Adriana González then discussed the specific links between arbitration and human rights. When referring to the merits of an investment arbitration case, she highlighted instances of expropriation and the deprivation of property rights as clear examples, and pointed out how certain arbitral tribunals have considered decisions of human rights courts in their own awards. Regarding procedural matters, she emphasized how certain legal norms and figures in arbitration have advanced due process rights. As an example, she commented on aspects related to the transparency of the process, such as the obligation to publish all key case documents, provide access to hearings, and allow amicus curiae submissions.
Edward Pérez next provided commentary on which bilateral investment treaties allow for international human rights law to be incorporated as applicable law. He also described instances in which judgments of international courts or international arbitral awards dealing with human rights might also be considered part of the “applicable law” in an investment arbitration. Finally, Mr. Pérez talked about the concept of “conventionality control”, a theory developed by the Inter-American Court of Human Rights that demands that inter-American and domestic judges examine the compatibility of national legislation and practice with the American Convention on Human Rights as interpreted by the Inter-American Court. He then explored the concept’s potential impact on international investment law.
Dr. Todd Weiler closed the conference with a keynote speech on the shared roots of International Investment Law and International Human Rights Law. He argued that the sharp divide between these two areas of legal practice should not exist. He regards these areas “as public international law siblings” because they both share the same doctrinal basis and the same historical roots. As an example, he mentioned that both areas address the relationship between the sovereign state and the individual, and that both remind us that the sovereignty of the state is not boundless, which is why it must be exercised in a manner consistent with the general international law principle of good faith and with specific legal norms. He added that we tend characterize these rules as either “international investment law” or “international human rights law,” but, doctrinally speaking, they are founded on the same premises.
Dr.
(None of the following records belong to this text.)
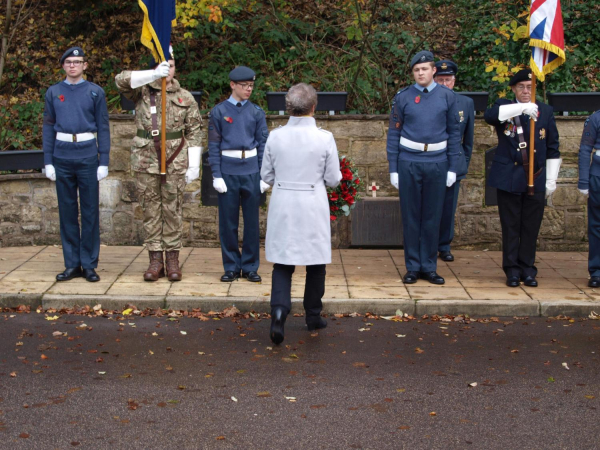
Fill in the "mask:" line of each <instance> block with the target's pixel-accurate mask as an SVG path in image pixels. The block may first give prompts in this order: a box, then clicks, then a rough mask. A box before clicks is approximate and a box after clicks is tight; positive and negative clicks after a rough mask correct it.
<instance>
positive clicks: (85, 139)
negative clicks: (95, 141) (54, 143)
mask: <svg viewBox="0 0 600 450" xmlns="http://www.w3.org/2000/svg"><path fill="white" fill-rule="evenodd" d="M56 139H57V140H59V141H63V142H84V141H91V140H92V139H96V136H94V133H78V134H68V133H61V132H60V131H58V132H57V133H56Z"/></svg>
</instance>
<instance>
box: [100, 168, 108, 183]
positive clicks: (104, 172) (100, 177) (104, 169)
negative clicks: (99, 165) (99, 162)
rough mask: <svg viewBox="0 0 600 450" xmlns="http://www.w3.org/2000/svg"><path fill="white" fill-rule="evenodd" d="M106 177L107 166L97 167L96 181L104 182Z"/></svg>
mask: <svg viewBox="0 0 600 450" xmlns="http://www.w3.org/2000/svg"><path fill="white" fill-rule="evenodd" d="M107 176H108V166H98V181H100V180H104V179H105V178H106V177H107Z"/></svg>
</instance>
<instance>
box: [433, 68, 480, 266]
mask: <svg viewBox="0 0 600 450" xmlns="http://www.w3.org/2000/svg"><path fill="white" fill-rule="evenodd" d="M435 69H436V71H435V75H434V80H435V82H436V83H439V84H441V85H443V86H446V87H447V88H448V89H454V83H455V82H456V73H457V72H458V66H457V65H456V64H455V63H454V62H453V61H449V60H441V61H438V62H436V63H435ZM456 103H457V109H458V123H459V127H460V137H461V139H462V148H461V150H460V152H459V154H458V165H457V169H456V183H454V184H453V185H452V186H450V187H447V188H446V198H445V199H444V210H443V212H442V222H441V223H440V241H439V243H438V252H439V254H440V259H441V260H442V261H454V255H452V252H451V251H450V244H451V243H452V239H454V215H455V214H456V205H457V203H458V193H459V191H460V180H463V179H464V178H465V177H466V176H467V171H468V170H469V162H471V154H472V153H473V134H474V130H475V105H474V103H473V100H472V99H471V98H469V97H467V96H464V95H460V94H459V95H457V96H456Z"/></svg>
Weiler also examined the historical links between International Investment Law and International Human Rights Law in documents such as the 1902 Treaty of Friendship and General Relations between Spain and the U.S. and the 1951 Friendship, Commerce & Navigation Treaty between Israel and the U.S. After a detailed historical analysis, he concluded with proposals on how international investment arbitration specialists can make use of international human rights law in their practice. He suggested that, for example, an investor’s non-compliance with human rights obligations could affect the relative success of his or her claims. This non-compliance could also affect the case’s admissibility, among other issues that could arise.